• my name (unregistered)

    greenfield is a myth. and the replacement with a big bang usually never happens

  • (nodebb)

    My election day prediction is a lengthy argument about the most efficient way to count the number of lines in a CSV file.

  • Greg (unregistered)

    Bonus point for the potential off by one error: you can have n rows with only n-1 new lines

  • (nodebb) in reply to Greg

    Or, worse, n rows and n newlines, so the split creates a blank row at the end, and you finish with n+1 rows to process, one of which is guaranteed to be empty.

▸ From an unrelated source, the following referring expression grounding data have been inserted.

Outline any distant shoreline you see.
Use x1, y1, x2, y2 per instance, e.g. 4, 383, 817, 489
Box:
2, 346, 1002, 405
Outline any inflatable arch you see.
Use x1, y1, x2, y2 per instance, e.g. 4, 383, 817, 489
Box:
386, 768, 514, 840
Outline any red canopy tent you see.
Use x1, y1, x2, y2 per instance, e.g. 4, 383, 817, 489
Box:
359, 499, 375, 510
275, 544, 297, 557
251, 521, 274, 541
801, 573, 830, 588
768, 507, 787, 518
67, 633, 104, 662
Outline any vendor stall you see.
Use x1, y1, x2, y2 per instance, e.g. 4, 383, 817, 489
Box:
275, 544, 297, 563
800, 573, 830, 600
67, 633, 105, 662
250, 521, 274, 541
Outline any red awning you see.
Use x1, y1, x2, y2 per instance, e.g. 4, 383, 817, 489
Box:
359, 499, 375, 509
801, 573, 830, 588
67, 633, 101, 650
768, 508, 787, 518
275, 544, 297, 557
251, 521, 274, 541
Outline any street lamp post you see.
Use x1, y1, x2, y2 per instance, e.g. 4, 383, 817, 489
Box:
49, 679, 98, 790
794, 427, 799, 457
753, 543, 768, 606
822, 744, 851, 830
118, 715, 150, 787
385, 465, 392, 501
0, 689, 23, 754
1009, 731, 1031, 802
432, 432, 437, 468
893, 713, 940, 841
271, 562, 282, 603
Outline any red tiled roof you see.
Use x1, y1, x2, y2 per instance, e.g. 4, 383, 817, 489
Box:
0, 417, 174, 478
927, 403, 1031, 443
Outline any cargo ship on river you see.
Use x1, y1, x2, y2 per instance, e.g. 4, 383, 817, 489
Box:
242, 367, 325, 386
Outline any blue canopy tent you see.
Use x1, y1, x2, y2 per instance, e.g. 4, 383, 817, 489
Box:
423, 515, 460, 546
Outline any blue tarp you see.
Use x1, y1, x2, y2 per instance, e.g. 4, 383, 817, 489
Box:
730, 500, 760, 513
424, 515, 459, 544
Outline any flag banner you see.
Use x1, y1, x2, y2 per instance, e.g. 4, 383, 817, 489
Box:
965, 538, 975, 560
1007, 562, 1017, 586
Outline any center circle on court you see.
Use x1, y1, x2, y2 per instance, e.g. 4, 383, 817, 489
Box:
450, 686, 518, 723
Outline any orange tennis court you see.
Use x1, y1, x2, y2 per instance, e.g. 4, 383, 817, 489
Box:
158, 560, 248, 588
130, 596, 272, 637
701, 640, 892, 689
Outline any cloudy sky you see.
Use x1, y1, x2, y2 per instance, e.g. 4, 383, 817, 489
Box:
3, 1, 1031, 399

  • Jaloopa (unregistered)

    What are the odds the row count is later passed in to another method that reads the entire file again and loops through the lines up to countRows to process them?

  • TS (unregistered)

    Just because it's a CSV file doesn't mean it isn't going to run into the 65535 row limit. And just because this code dates from 2007 doesn't mean the same thing can't bite you badly a decade or more later. https://www.bbc.co.uk/news/technology-54423988

  • (nodebb)

    And of course if any of the CSV data consists of quoted string fields containing embedded newlines, then all newline-based counts are meaningless. Despite the existence of a standard (RFC 4180) the reality is CSV is a very loose format with lots of variations in what gets generated or accepted. Maybe these devs know embedded unescaped newlines are impossible. Far more likely they just never considered the possibility.

  • (nodebb)

    I am not really religious, but Jesus Christ.

    Addendum 2024-11-05 08:08: Even though this code made me nearly puke, it has to be pointed out that they at least correctly disposed the stream. So there's that.

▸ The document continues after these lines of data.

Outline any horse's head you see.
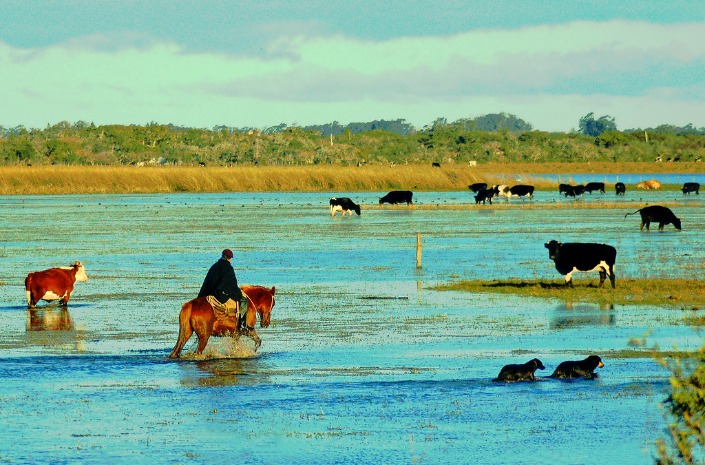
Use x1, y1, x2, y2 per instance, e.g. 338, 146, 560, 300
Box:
242, 285, 276, 328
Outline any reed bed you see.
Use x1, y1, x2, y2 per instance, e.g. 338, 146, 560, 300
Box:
0, 162, 698, 195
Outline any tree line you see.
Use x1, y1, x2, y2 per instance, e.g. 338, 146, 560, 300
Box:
1, 113, 704, 166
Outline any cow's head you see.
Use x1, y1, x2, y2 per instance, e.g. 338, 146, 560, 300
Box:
673, 217, 682, 230
544, 240, 561, 260
73, 261, 88, 282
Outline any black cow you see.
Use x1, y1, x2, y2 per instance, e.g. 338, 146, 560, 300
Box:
682, 182, 700, 195
544, 240, 617, 288
584, 182, 605, 194
329, 197, 361, 217
432, 162, 441, 168
624, 205, 681, 231
502, 184, 534, 200
379, 190, 413, 205
468, 182, 488, 193
474, 188, 495, 205
549, 355, 604, 380
615, 182, 626, 195
558, 183, 572, 196
492, 358, 545, 382
571, 185, 585, 197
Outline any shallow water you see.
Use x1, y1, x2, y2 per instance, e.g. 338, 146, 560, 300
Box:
1, 190, 704, 464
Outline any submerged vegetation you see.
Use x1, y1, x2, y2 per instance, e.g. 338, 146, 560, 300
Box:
436, 278, 705, 311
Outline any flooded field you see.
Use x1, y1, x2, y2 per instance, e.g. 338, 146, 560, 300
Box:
1, 188, 704, 464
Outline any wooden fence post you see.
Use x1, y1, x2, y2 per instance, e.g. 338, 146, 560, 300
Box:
416, 233, 422, 269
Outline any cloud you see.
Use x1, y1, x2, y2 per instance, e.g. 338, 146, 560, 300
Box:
1, 20, 704, 130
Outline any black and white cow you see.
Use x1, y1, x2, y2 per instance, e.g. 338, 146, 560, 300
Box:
681, 182, 700, 195
544, 240, 617, 288
615, 182, 626, 196
501, 184, 534, 200
329, 197, 361, 217
379, 190, 413, 205
584, 182, 605, 194
468, 182, 488, 193
624, 205, 681, 231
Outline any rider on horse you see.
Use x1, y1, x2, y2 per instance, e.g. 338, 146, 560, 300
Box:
198, 249, 245, 328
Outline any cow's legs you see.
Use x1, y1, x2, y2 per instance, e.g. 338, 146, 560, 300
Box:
608, 266, 616, 288
659, 223, 665, 231
598, 270, 606, 288
564, 271, 574, 287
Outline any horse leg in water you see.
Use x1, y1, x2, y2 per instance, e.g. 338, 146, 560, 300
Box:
240, 327, 261, 349
169, 302, 195, 358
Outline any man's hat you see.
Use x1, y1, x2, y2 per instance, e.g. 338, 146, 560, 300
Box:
222, 249, 233, 259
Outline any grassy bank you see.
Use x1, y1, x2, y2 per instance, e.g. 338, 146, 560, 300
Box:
436, 278, 705, 313
0, 162, 700, 195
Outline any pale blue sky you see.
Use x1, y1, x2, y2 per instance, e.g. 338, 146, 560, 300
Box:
2, 1, 705, 131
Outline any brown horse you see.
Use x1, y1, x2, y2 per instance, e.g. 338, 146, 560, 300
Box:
168, 285, 276, 359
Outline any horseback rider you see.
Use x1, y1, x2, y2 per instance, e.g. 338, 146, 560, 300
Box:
198, 249, 244, 325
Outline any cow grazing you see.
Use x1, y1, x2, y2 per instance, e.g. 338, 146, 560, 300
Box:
558, 183, 572, 196
468, 182, 488, 193
474, 188, 495, 205
432, 162, 441, 168
379, 190, 413, 205
550, 355, 604, 380
502, 184, 534, 200
492, 358, 546, 382
571, 185, 585, 197
329, 197, 361, 217
615, 182, 626, 195
25, 261, 88, 308
584, 182, 605, 194
636, 179, 661, 190
682, 182, 700, 195
625, 205, 681, 231
544, 240, 616, 288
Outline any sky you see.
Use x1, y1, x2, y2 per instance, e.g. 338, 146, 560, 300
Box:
2, 0, 705, 132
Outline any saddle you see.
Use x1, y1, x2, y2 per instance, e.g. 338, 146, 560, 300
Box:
206, 295, 249, 323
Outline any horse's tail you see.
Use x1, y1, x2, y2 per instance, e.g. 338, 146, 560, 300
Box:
168, 300, 194, 359
624, 209, 641, 219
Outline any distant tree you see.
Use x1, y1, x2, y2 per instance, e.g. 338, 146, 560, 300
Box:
579, 113, 617, 137
472, 112, 533, 132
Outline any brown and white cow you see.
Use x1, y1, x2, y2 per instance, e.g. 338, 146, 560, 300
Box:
25, 261, 88, 308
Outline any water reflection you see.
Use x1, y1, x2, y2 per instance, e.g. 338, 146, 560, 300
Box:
26, 308, 74, 331
550, 301, 616, 329
180, 357, 271, 387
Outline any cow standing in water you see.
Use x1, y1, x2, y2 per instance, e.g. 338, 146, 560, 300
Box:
681, 182, 700, 195
584, 182, 605, 194
329, 197, 361, 217
25, 261, 88, 308
501, 184, 534, 201
625, 205, 682, 231
544, 241, 616, 288
379, 190, 413, 205
615, 182, 626, 195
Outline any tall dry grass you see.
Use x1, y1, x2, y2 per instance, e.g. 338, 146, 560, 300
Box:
0, 162, 699, 195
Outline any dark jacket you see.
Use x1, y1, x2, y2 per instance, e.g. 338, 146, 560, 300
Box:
198, 258, 242, 303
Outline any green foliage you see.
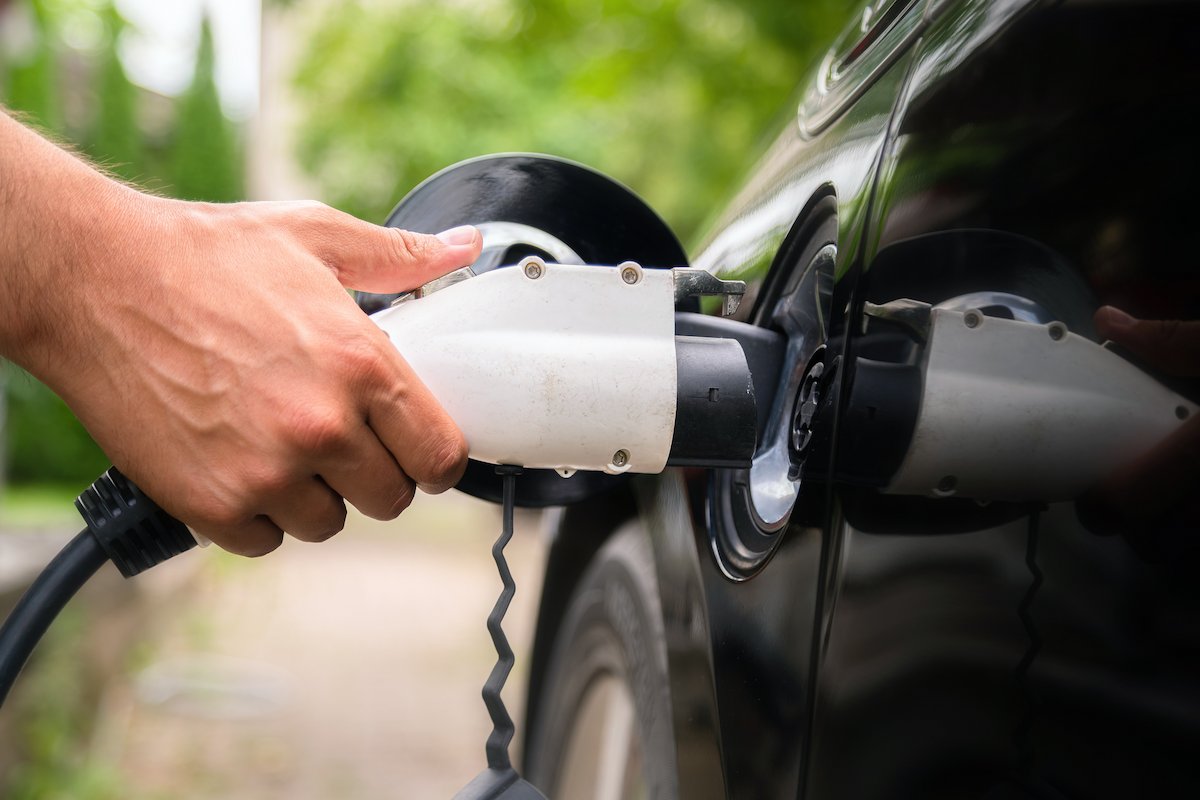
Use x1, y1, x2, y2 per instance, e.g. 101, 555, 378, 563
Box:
3, 0, 63, 132
2, 365, 109, 485
0, 483, 82, 527
291, 0, 843, 245
1, 610, 133, 800
168, 14, 243, 202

  • (nodebb) in reply to MaxiTB

    @MaxiTB :

    it has to be pointed out that they at least correctly disposed the stream.

    Ah, so you're the sort of person who'd be up there on that cross at the end of The Life of Brian, singing "Always Look on the Bright Side of Life" with all the rest???

  • (nodebb)

    There's also our old friend, the check-if-exists-then-open antipattern.

  • Lurk (unregistered) in reply to dkf

    It's not that daft. In .net at least checking for existence will fail gracefully, i.e. you'll get a false if the process doesn't have access rights to the file whereas trying to do things with a file without that check will land you in exception handling country.

    Why a process hasn't got rights to a file it's supposed to be processing is another problem entirely.

  • OldCoder (unregistered)

    I think I'd be as much concerned about the fact that the first line is a case statement!! Particularly as the value of that constant might just be 65536. The mind boggles what the other case values might be - and WTF the switch statement is doing.

  • Steve (not that one) (unregistered)

    "But we're not even reading an Excel file, we're reading a CSV." -- which was probably dumped from an Excel file -- and then read back in after the counting.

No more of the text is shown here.